Lignes vivantes d’un rituel quotidien
Le kolam est bien plus qu’une décoration. C’est un rituel quotidien, le plus souvent pratiqué par des femmes, qui relie le domicile, la communauté, la nature et le divin. À l’aube, en déposant de la farine de riz sur le sol, l’artiste trace une ligne sinueuse autour d’une grille de points, créant des motifs symétriques censés inviter la prospérité, protéger le foyer, nourrir les petits animaux et offrir une forme discrète de méditation. Parmi les nombreux styles, les pulli kolams — construits à partir de grilles régulières de points — sont particulièrement prisés lorsqu’ils peuvent être tracés en un seul trait continu qui commence et se termine au même point. Ces kolams en un seul trait symbolisent le cycle sans fin de la vie, du renouveau et du retour.
Pourquoi les motifs en un seul trait sont si difficiles
Concevoir à la main un chemin unique et ininterrompu est étonnamment difficile. À chaque point, l’artiste doit choisir la direction que prendra la ligne — s’il passe droit ou se dévie vers un point voisin — tout en veillant à englober chaque point, à maintenir la symétrie et à faire revenir la ligne à son point de départ. Un seul mauvais choix peut rompre le flux ou laisser des zones de la grille inachevées, obligeant l’artiste à effacer et recommencer. Les mathématiciens et informaticiens ont montré que les kolams recèlent des motifs riches liés à la géométrie, à la symétrie et aux chemins en réseau. Pourtant, jusqu’à présent, la plupart des travaux se limitaient à analyser des kolams existants ou à produire des motifs relativement petits ; il n’existait pas de méthode générale et pratique pour générer automatiquement de très grands kolams esthétiques en un seul trait.
Apprendre à l’ordinateur à tisser une boucle
Les auteurs s’appuient sur des idées mathématiques antérieures pour fournir à l’ordinateur une sorte de « carte routière » autour de chaque point, qu’ils appellent structure de portillons. Imaginez chaque point entouré de petits points de contrôle (portillons) où le tracé peut soit passer tout droit, soit être dévié vers un point voisin. En disposant ces portillons en grille, l’ensemble du kolam devient un réseau de déplacements possibles. L’algorithme commence par un état majoritairement aléatoire des portillons « ouverts » ou « fermés », mais il oriente ce hasard à l’aide d’un réglage esthétique qui contrôle la fréquence d’apparition de différentes formes locales autour de chaque point. L’ordinateur trace ensuite le chemin, mesure la longueur de la boucle continue et inverse à plusieurs reprises les réglages des portillons qui allongent la boucle et réduisent les « îlots » de petites boucles déconnectées. Au fil de nombreux cycles inverser–tester–conserver, une unique longue boucle englobant tous les points émerge progressivement.

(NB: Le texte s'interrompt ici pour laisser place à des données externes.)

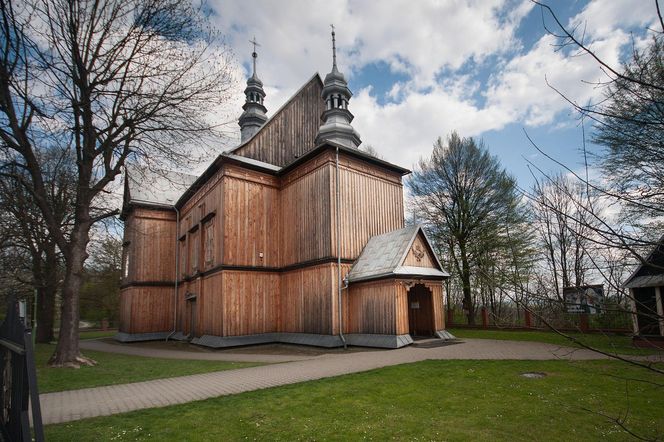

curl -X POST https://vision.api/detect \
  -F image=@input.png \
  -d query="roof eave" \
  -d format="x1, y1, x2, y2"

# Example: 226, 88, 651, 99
279, 141, 411, 177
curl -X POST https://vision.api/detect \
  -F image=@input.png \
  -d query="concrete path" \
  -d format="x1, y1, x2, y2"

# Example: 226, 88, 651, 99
41, 338, 633, 425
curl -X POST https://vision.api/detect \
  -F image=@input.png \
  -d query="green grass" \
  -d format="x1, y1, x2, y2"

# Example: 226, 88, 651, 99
449, 328, 662, 356
45, 359, 664, 441
36, 344, 261, 393
79, 330, 118, 340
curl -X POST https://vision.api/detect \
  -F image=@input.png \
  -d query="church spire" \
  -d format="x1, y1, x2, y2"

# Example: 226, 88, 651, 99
315, 25, 361, 149
238, 37, 268, 143
331, 24, 337, 71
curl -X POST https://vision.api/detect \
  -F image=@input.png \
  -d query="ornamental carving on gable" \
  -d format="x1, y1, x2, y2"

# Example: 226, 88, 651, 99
413, 244, 425, 262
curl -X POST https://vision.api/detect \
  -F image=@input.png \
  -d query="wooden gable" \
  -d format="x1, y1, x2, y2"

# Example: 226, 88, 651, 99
232, 74, 325, 167
347, 226, 448, 283
403, 232, 439, 269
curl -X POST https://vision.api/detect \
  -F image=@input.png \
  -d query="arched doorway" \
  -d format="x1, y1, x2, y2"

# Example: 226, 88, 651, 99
407, 284, 435, 337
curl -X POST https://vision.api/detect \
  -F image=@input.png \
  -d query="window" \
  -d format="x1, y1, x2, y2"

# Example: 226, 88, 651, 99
190, 227, 199, 274
179, 236, 187, 278
122, 242, 130, 279
204, 220, 215, 268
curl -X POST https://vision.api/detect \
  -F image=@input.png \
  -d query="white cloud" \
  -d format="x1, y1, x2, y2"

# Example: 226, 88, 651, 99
207, 0, 658, 172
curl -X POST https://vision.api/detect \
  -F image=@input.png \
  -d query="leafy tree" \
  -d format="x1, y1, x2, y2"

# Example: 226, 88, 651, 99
0, 0, 234, 367
409, 132, 532, 325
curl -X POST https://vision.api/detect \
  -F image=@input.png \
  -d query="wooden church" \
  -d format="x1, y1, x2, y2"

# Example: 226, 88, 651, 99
117, 31, 452, 348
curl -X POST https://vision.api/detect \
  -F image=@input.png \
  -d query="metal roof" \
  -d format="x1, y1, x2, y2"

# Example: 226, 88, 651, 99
347, 225, 449, 283
125, 165, 197, 208
625, 274, 664, 289
623, 236, 664, 288
222, 153, 281, 172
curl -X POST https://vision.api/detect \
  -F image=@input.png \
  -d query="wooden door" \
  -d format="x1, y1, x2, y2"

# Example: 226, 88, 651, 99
635, 287, 659, 335
408, 284, 434, 337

Équilibrer beauté et choix
Comme chaque point est entouré d’un petit motif, ou « primitif », le mélange de ces formes locales détermine l’apparence finale du kolam — plus droit, plus courbé, plus dense ou plus aérien. Les auteurs montrent comment leur réglage esthétique peut orienter le dessin vers différents mélanges de ces primitifs. Des réglages élevés favorisent des motifs aux nombreux éléments droits et en losange, proches des kambi kolams ; des réglages moyens produisent des formes plus entrelacées et bouclées, rappelant les sikku kolams. Pour évaluer si ces kolams générés par ordinateur « semblent justes », les chercheurs ont demandé à 45 volontaires, dont beaucoup connaissaient la tradition, d’évaluer une sélection de dessins produits. Les réponses se sont naturellement divisées en deux camps : un groupe préférait des motifs plus simples et plus droits, tandis que l’autre privilégiait des dessins plus équilibrés et courbes. L’algorithme peut satisfaire les deux goûts en ajustant le réglage.
Passer à une échelle monumentale
Une des forces de la nouvelle méthode est sa capacité à gérer des grilles de points très grandes, presque impossibles à planifier et mémoriser à la main. Les auteurs génèrent un kolam en un seul trait basé sur plus de 125 000 points, bien plus vaste que les dessins de temples historiques célèbres. Bien que le temps de calcul augmente avec la taille, l’algorithme peut tout de même construire ces boucles géantes en un temps raisonnable sur un ordinateur de bureau ordinaire. Les motifs obtenus ressemblent à d’immenses tapis tissés de lignes, montrant que la logique de base du kolam s’étend harmonieusement des croquis de carnet aux œuvres monumentales.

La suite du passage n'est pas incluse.